Alberta's fiscal report for the first quarter showed higher revenue than expected with an operational surplus of $715 million.
The surplus is largely due to current oil prices, said Finance Minister Doug Horner, who announced the figures during the province’s first-quarter budget update in Edmonton Thursday.
Horner cautioned against forecasting provincial spending based only on the fluctuating price of oil. He said the province should instead "hold the line" when it comes to spending.
The price of the benchmark West Texas Intermediate oil is hovering around $110 US a barrel, which is $7.50 a barrel higher than the provincial budget estimate.
Higher oil prices and investment income saw revenues in the first three months of the 2013-14 fiscal year hit $9.9 billion, about $211 million higher than expected.
Operational spending was $9.2 billion, about $113 million less than expected, due mainly to the timing of health grants.
The budget had predicted a $451-million deficit on day-to-day spending when released in March, but was criticized at the time for the new format which made it hard to compare prior budgets and find the actual deficit.
CBC News reported in March that the province was facing a $1.97-billion deficit and was borrowing $4.3 billion to pay for capital projects.
Wildrose MLA and finance critic Rob Anderson says the government's claim of a surplus doesn't take into account the money borrowed for capital projects and the use of reserve funds in its spending.
"Doug Horner is a budget contortionist and a Twister champion if he thinks that our budget is balanced in the province right now — and it's not balanced despite record revenues," said Anderson, adding he estimates the true consolidated deficit figure to be roughly $4 billion or $5 billion.
Anderson said the government will have to do more than hold the line on spending in order to achieve its goal of balancing the budget.
"If you can't balance the budget when oil is at $100 and $110 a barrel, as it is now, when are you going to do it?" he said.
Money allocated for flood recovery
Derek Fildebrandt of the Canadian Taxpayers Federation said given that 88 per cent of the capital budget is being paid for by borrowed money the deficit and flood-aid costs will leave the government $7.4 billion in the hole this year.
"It certainly is some sort of fantasyland when the minister claims that we are potentially on track to run a surplus this year," said Fildebrandt.
Horner said the province's contingency fund still has $3 billion in it after the first three months of the fiscal year.
The minister also says $148 million has been spent so far on flood relief and another $556 million has been allocated for the coming months.
Horner added that flood relief would continue to appear as a line item in the provincial budget for up to five years.
"The flooding disaster was unprecedented and unexpected — it's definitely thrown us a curveball — but we have the right game plan and we have the right resources," he said.
Flood cost estimated at $5B
Horner said the final bill facing insurers, the province and federal government is likely to be around $5 billion.
About $1.7 billion of the $5-billion cost is expected to be covered by insurance companies, he said. The rest will be up to governments, but it hasn't been determined who will cover what.

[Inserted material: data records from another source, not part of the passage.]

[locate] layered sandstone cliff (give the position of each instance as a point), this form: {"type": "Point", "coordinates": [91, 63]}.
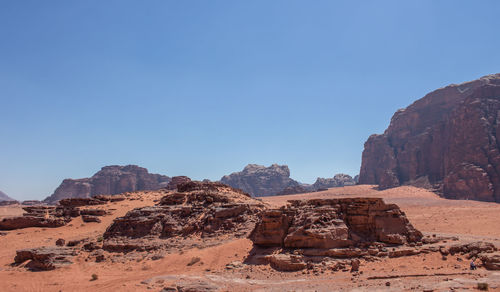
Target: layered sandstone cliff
{"type": "Point", "coordinates": [109, 180]}
{"type": "Point", "coordinates": [447, 141]}
{"type": "Point", "coordinates": [259, 180]}
{"type": "Point", "coordinates": [4, 197]}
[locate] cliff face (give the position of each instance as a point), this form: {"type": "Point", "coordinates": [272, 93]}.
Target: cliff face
{"type": "Point", "coordinates": [446, 141]}
{"type": "Point", "coordinates": [259, 180]}
{"type": "Point", "coordinates": [109, 180]}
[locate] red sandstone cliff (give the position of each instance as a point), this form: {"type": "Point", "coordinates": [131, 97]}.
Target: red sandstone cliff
{"type": "Point", "coordinates": [109, 180]}
{"type": "Point", "coordinates": [446, 140]}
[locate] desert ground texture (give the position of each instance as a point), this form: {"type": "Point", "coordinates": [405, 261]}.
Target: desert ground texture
{"type": "Point", "coordinates": [226, 266]}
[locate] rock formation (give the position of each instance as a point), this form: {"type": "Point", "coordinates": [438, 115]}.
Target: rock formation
{"type": "Point", "coordinates": [338, 180]}
{"type": "Point", "coordinates": [447, 141]}
{"type": "Point", "coordinates": [177, 180]}
{"type": "Point", "coordinates": [197, 210]}
{"type": "Point", "coordinates": [109, 180]}
{"type": "Point", "coordinates": [45, 258]}
{"type": "Point", "coordinates": [60, 215]}
{"type": "Point", "coordinates": [4, 197]}
{"type": "Point", "coordinates": [334, 223]}
{"type": "Point", "coordinates": [259, 180]}
{"type": "Point", "coordinates": [334, 232]}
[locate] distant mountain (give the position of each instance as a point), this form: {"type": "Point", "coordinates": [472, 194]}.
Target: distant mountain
{"type": "Point", "coordinates": [258, 180]}
{"type": "Point", "coordinates": [338, 180]}
{"type": "Point", "coordinates": [4, 197]}
{"type": "Point", "coordinates": [447, 141]}
{"type": "Point", "coordinates": [110, 180]}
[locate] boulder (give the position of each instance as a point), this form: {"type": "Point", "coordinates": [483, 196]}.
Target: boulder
{"type": "Point", "coordinates": [4, 197]}
{"type": "Point", "coordinates": [446, 141]}
{"type": "Point", "coordinates": [286, 262]}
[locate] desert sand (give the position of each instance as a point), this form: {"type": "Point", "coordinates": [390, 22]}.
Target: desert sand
{"type": "Point", "coordinates": [468, 220]}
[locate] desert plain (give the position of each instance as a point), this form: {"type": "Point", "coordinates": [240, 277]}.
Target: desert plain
{"type": "Point", "coordinates": [227, 267]}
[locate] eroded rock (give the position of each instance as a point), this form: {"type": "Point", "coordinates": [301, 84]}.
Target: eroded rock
{"type": "Point", "coordinates": [204, 210]}
{"type": "Point", "coordinates": [45, 258]}
{"type": "Point", "coordinates": [334, 223]}
{"type": "Point", "coordinates": [446, 141]}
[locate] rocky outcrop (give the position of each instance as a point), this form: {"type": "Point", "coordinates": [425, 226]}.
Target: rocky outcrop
{"type": "Point", "coordinates": [336, 232]}
{"type": "Point", "coordinates": [45, 258]}
{"type": "Point", "coordinates": [334, 223]}
{"type": "Point", "coordinates": [4, 197]}
{"type": "Point", "coordinates": [490, 261]}
{"type": "Point", "coordinates": [196, 211]}
{"type": "Point", "coordinates": [60, 215]}
{"type": "Point", "coordinates": [259, 180]}
{"type": "Point", "coordinates": [447, 141]}
{"type": "Point", "coordinates": [109, 180]}
{"type": "Point", "coordinates": [299, 189]}
{"type": "Point", "coordinates": [177, 180]}
{"type": "Point", "coordinates": [339, 180]}
{"type": "Point", "coordinates": [12, 223]}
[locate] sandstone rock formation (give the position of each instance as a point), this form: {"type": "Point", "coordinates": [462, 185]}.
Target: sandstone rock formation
{"type": "Point", "coordinates": [447, 141]}
{"type": "Point", "coordinates": [334, 223]}
{"type": "Point", "coordinates": [197, 210]}
{"type": "Point", "coordinates": [298, 189]}
{"type": "Point", "coordinates": [177, 180]}
{"type": "Point", "coordinates": [338, 180]}
{"type": "Point", "coordinates": [45, 258]}
{"type": "Point", "coordinates": [60, 215]}
{"type": "Point", "coordinates": [109, 180]}
{"type": "Point", "coordinates": [259, 180]}
{"type": "Point", "coordinates": [334, 232]}
{"type": "Point", "coordinates": [4, 197]}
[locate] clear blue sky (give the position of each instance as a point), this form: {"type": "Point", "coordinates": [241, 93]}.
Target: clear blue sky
{"type": "Point", "coordinates": [202, 88]}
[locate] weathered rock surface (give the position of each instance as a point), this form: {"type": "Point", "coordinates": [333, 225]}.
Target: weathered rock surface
{"type": "Point", "coordinates": [447, 141]}
{"type": "Point", "coordinates": [90, 218]}
{"type": "Point", "coordinates": [199, 210]}
{"type": "Point", "coordinates": [31, 221]}
{"type": "Point", "coordinates": [109, 180]}
{"type": "Point", "coordinates": [340, 230]}
{"type": "Point", "coordinates": [259, 180]}
{"type": "Point", "coordinates": [334, 223]}
{"type": "Point", "coordinates": [177, 180]}
{"type": "Point", "coordinates": [57, 216]}
{"type": "Point", "coordinates": [298, 189]}
{"type": "Point", "coordinates": [4, 197]}
{"type": "Point", "coordinates": [45, 258]}
{"type": "Point", "coordinates": [491, 261]}
{"type": "Point", "coordinates": [338, 180]}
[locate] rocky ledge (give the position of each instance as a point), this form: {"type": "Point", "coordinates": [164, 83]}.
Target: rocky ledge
{"type": "Point", "coordinates": [306, 230]}
{"type": "Point", "coordinates": [198, 210]}
{"type": "Point", "coordinates": [60, 215]}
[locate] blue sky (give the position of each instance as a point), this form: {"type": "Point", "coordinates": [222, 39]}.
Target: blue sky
{"type": "Point", "coordinates": [202, 88]}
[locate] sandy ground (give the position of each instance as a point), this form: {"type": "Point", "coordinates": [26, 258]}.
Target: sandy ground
{"type": "Point", "coordinates": [433, 215]}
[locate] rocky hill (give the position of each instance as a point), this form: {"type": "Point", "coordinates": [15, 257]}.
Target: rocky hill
{"type": "Point", "coordinates": [259, 180]}
{"type": "Point", "coordinates": [4, 197]}
{"type": "Point", "coordinates": [109, 180]}
{"type": "Point", "coordinates": [338, 180]}
{"type": "Point", "coordinates": [447, 141]}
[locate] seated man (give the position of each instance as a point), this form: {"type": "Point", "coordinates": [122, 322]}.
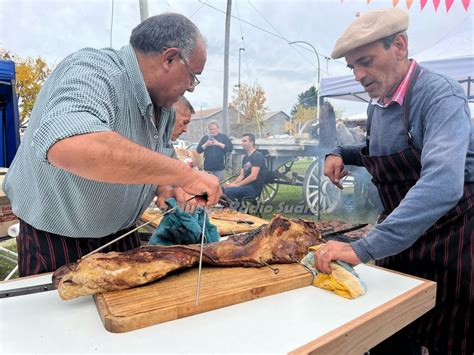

Raging waters after a torrential downpour June 20 swamped downtown Calgary and its low-lying neighbourhoods and inundated many surrounding communities. The Town of High River was devastated.
The provincial government immediately promised $1 billion in relief.
Horner said Alberta's GDP has ironically gone up slightly as a result of increased business to repair damaged homes, businesses and roads.
"That doesn't mean the flood was good for our economy," said Horner, who noted that reconstruction is likely to strain a tight labour pool and push up the cost for building materials.
A failure to plan for disasters, says opposition
Liberal Leader Raj Sherman said Horner's update was the first true account of what the government's failure to prepare for a flood has cost.
He noted that the province didn't follow through on recommendations following flooding in 2005 and didn't apply for money from the federal government for flood mitigation in 2012.
"(As a result) we are heading into possibly another $5 billion in (flood) costs, not to mention the negative effects on the economy and the disruption of the lives of Albertans," said Sherman.
NDP Leader Brian Mason said he wants to see rigorous scrutiny in the months to come of who gets flood aid and who doesn't.
He suggested the rules need to be clear for those living in riverside luxury homes, for example, versus those living in condos outside flood-prone zones.
"There's potential for an awful lot of money to go out the door to people who do not need it," said Mason. "When the premier promised at the outset to pay every dime of every cost for everybody in the province, I thought it was pretty thoughtless of her."